New Exploited Vulnerabilities in Palo Alto Networks
Two New Vulnerabilities Added to KEV Catalog
The U.S. Cybersecurity and Infrastructure Security Agency (CISA) has issued a warning about two additional vulnerabilities in the Palo Alto Networks Expedition software that are currently being exploited in the wild.
Details of the Security Flaws
CISA has added these vulnerabilities to its Known Exploited Vulnerabilities (KEV) catalog. Federal agencies under the Federal Civilian Executive Branch (FCEB) are required to apply the necessary patches by December 5, 2024.
The security vulnerabilities are as follows:
- CVE-2024-9463: A Palo Alto Networks Expedition OS Command Injection vulnerability with a CVSS score of 9.9.
- CVE-2024-9465: A Palo Alto Networks Expedition SQL Injection vulnerability with a CVSS score of 9.3.
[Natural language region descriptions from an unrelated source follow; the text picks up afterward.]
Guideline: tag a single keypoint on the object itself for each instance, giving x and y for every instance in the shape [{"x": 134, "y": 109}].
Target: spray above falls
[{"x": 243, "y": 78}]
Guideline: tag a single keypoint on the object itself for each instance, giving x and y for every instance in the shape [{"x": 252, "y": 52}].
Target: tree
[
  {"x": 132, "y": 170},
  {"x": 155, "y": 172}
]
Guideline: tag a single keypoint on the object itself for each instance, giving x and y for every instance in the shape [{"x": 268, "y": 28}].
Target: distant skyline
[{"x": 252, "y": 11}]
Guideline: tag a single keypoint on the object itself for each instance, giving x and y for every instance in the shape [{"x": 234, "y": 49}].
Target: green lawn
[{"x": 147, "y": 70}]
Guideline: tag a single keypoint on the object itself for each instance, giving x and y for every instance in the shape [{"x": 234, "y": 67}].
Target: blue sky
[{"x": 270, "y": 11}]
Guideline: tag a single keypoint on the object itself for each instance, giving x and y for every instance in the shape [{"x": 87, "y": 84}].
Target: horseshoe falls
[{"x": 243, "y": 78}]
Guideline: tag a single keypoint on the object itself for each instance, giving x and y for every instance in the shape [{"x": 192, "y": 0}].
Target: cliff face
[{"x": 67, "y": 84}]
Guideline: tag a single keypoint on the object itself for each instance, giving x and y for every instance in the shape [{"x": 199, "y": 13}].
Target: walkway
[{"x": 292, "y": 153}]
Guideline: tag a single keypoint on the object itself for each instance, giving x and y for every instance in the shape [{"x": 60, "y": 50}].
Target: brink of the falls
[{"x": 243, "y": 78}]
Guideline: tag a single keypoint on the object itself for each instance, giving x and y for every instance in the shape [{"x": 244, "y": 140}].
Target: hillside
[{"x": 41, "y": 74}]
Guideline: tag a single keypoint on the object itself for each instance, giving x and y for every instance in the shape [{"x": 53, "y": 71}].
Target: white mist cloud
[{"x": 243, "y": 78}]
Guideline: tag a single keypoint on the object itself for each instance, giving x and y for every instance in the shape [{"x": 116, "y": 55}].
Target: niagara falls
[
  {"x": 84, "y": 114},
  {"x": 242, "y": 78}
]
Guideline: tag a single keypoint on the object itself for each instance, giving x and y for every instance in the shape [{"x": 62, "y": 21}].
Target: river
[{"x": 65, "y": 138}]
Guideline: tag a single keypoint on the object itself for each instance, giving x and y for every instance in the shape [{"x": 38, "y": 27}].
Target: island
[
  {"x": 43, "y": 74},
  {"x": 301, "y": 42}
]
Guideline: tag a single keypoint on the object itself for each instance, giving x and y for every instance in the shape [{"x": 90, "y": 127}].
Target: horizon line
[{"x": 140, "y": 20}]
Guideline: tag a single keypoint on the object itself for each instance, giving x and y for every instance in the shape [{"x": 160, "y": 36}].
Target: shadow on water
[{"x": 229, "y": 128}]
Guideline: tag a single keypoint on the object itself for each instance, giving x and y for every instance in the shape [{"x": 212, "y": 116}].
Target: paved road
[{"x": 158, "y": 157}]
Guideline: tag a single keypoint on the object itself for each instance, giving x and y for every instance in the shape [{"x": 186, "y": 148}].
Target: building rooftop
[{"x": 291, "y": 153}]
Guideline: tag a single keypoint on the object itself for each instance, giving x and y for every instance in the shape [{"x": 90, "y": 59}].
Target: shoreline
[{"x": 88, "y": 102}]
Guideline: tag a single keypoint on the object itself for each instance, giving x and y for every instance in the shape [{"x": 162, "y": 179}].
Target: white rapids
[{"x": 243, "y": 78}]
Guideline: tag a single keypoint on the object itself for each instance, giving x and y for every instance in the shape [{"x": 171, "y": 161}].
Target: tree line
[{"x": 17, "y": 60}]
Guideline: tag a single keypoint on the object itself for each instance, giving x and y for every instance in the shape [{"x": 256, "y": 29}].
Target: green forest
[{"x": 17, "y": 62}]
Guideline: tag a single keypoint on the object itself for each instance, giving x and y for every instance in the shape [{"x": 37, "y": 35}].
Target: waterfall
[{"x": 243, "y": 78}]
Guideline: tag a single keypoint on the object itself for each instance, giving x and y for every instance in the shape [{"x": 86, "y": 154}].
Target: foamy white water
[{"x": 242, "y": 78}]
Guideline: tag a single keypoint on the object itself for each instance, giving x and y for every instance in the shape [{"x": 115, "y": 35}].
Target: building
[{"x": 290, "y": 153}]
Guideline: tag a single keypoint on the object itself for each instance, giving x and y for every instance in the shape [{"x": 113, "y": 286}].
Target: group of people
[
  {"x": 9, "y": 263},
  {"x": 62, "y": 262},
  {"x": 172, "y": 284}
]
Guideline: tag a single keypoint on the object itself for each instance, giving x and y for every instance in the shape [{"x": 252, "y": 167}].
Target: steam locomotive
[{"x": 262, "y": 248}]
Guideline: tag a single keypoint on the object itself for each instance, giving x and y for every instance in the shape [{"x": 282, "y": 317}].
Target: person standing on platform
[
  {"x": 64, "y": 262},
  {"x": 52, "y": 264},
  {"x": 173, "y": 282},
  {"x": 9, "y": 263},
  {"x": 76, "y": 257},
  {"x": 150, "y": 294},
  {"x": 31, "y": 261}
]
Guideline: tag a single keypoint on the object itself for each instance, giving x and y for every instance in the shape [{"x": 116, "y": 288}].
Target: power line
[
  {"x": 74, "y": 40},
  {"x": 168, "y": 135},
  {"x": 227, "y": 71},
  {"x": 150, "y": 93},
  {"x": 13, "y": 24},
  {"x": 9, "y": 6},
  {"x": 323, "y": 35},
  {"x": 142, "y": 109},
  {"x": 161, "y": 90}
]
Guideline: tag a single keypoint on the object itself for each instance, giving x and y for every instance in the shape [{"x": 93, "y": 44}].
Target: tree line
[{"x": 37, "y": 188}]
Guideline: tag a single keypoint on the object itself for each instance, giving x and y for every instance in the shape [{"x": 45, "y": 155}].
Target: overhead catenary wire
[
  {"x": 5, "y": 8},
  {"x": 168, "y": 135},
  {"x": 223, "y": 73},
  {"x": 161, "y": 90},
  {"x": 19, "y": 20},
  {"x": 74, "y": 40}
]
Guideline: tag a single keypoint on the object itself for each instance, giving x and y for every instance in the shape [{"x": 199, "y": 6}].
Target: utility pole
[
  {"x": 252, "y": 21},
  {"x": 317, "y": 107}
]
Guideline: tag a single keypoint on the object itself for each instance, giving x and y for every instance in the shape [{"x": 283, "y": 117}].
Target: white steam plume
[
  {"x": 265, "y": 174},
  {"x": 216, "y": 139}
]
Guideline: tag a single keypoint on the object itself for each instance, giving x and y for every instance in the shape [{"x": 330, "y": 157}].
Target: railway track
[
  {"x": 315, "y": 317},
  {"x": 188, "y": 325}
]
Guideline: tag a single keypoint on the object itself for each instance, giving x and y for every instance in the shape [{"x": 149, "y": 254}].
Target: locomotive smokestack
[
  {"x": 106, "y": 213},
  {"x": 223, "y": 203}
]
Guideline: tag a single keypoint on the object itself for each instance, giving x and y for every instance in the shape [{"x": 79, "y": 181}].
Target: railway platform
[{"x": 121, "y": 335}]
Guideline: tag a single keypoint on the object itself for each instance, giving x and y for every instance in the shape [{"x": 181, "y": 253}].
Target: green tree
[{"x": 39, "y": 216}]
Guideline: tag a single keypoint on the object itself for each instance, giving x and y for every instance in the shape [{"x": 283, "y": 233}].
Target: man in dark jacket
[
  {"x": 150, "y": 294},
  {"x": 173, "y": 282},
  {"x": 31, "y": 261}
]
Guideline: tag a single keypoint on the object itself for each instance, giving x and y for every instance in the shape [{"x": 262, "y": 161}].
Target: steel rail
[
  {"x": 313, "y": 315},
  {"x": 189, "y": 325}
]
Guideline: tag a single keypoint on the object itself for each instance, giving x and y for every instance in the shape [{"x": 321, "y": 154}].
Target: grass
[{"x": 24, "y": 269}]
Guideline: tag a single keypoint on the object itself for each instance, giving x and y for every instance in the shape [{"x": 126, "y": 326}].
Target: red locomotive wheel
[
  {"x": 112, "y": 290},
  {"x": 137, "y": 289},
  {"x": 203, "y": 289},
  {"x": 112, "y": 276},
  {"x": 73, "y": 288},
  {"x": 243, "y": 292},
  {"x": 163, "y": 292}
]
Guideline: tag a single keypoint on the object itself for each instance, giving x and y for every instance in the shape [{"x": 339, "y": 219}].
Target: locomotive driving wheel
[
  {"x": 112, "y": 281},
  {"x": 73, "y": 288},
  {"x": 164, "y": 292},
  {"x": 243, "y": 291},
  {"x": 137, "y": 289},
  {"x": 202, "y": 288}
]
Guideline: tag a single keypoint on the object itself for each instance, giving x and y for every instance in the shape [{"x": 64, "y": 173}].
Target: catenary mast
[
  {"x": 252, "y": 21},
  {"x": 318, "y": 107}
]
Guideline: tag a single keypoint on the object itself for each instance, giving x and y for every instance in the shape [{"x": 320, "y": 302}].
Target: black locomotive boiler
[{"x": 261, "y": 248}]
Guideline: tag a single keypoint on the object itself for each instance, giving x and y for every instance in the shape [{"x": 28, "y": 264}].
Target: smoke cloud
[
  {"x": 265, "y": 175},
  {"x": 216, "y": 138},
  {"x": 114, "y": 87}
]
Potential Impact of the Exploits
An unauthenticated attacker could exploit these vulnerabilities to execute arbitrary OS commands as root within the Expedition migration tool or access its database contents. This could enable the attacker to create and read any files on the compromised system or expose PAN-OS firewall device configurations, API keys, usernames, and plaintext passwords.
Palo Alto Networks Releases Patches
On October 9, 2024, Palo Alto Networks released security patches to address these flaws. The company has updated its initial advisory to acknowledge that it is “aware of reports from CISA that there is evidence of active exploitation for CVE-2024-9463 and CVE-2024-9465.”
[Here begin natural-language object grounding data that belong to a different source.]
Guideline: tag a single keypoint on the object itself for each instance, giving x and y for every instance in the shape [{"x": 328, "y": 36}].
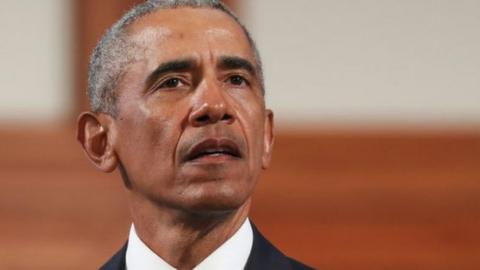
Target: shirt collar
[{"x": 233, "y": 254}]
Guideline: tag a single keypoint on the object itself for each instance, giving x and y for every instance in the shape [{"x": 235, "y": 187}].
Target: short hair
[{"x": 113, "y": 53}]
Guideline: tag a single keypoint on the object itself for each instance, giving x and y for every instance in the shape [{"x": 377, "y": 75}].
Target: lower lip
[{"x": 215, "y": 158}]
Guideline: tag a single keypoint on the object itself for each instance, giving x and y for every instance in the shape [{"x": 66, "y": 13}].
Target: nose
[{"x": 210, "y": 106}]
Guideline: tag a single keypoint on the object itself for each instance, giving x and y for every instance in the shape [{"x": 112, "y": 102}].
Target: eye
[
  {"x": 171, "y": 83},
  {"x": 237, "y": 80}
]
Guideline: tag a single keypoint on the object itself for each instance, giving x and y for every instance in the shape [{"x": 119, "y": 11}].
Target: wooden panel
[{"x": 350, "y": 200}]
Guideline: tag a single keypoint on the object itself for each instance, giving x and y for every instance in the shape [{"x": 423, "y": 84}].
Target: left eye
[
  {"x": 171, "y": 83},
  {"x": 237, "y": 80}
]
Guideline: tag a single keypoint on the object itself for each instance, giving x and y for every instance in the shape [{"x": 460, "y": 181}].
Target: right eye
[{"x": 171, "y": 83}]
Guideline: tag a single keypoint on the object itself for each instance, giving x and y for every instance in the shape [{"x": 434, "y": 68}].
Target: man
[{"x": 177, "y": 99}]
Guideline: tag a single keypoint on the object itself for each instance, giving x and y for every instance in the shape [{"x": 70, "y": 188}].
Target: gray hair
[{"x": 114, "y": 52}]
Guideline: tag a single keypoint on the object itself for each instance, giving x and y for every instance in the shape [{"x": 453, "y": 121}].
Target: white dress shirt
[{"x": 233, "y": 254}]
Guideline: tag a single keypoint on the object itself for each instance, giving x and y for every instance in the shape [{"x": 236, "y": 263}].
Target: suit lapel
[
  {"x": 117, "y": 262},
  {"x": 264, "y": 255}
]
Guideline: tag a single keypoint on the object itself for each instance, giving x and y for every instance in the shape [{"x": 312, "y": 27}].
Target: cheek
[
  {"x": 147, "y": 143},
  {"x": 251, "y": 114}
]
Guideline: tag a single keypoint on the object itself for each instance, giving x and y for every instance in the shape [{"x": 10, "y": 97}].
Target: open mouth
[{"x": 213, "y": 148}]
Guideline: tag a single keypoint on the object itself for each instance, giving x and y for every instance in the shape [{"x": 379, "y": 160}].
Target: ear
[
  {"x": 268, "y": 139},
  {"x": 96, "y": 135}
]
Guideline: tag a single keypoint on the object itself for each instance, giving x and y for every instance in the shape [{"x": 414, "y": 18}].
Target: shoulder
[{"x": 266, "y": 256}]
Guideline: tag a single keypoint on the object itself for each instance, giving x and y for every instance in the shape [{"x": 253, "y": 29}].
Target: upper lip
[{"x": 213, "y": 145}]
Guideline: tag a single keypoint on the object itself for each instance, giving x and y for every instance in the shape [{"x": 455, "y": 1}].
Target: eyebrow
[
  {"x": 234, "y": 62},
  {"x": 170, "y": 66}
]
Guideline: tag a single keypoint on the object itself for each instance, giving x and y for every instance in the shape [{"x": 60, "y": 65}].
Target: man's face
[{"x": 192, "y": 131}]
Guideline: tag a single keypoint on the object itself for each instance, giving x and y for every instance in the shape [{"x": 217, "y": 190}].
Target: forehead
[{"x": 187, "y": 32}]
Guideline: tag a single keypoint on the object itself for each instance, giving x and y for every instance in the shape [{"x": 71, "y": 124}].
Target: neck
[{"x": 181, "y": 238}]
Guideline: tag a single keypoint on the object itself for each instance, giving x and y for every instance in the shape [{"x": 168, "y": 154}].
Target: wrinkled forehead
[{"x": 184, "y": 30}]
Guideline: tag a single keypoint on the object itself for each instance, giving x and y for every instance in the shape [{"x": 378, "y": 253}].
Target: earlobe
[
  {"x": 269, "y": 138},
  {"x": 94, "y": 134}
]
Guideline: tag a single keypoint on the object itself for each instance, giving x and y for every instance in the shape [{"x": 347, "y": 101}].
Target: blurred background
[{"x": 377, "y": 156}]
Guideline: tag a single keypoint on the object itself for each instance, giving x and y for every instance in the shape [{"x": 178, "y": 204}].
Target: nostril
[
  {"x": 226, "y": 117},
  {"x": 203, "y": 118}
]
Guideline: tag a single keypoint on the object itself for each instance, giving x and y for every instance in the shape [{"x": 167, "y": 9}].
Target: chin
[{"x": 211, "y": 199}]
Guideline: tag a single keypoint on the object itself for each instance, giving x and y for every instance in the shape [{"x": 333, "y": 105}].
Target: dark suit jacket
[{"x": 264, "y": 256}]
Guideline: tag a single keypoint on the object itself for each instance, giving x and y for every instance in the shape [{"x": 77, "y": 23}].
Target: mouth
[{"x": 213, "y": 150}]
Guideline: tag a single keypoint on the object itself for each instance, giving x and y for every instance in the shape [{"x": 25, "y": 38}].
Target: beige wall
[
  {"x": 35, "y": 67},
  {"x": 367, "y": 62},
  {"x": 336, "y": 62}
]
Unknown Attackers Exploiting Vulnerabilities
Details about who is exploiting these vulnerabilities, how they are being exploited, or the frequency of these attacks remain unknown at this time.
Recent Related Vulnerability CVE-2024-5910
This announcement comes a week after CISA alerted organizations to the active exploitation of another significant Expedition vulnerability, CVE-2024-5910, which also has a CVSS score of 9.3.
Palo Alto Networks Confirms Limited Attacks
Palo Alto Networks has acknowledged discovering a vulnerability that allows unauthenticated remote command execution against a limited number of firewall management interfaces exposed to the internet. The company advises users to secure these interfaces.
“Palo Alto Networks has observed threat activity exploiting an unauthenticated remote command execution vulnerability against a limited number of firewall management interfaces which are exposed to the internet,” the company stated.
Company’s Response and Recommendations
The company is preparing to release fixes and threat prevention signatures as soon as possible. The vulnerability has been assigned a CVSS score of 9.3 but has not yet received a CVE designation. Palo Alto Networks is investigating the malicious activity and urges users to secure their firewall management interfaces promptly.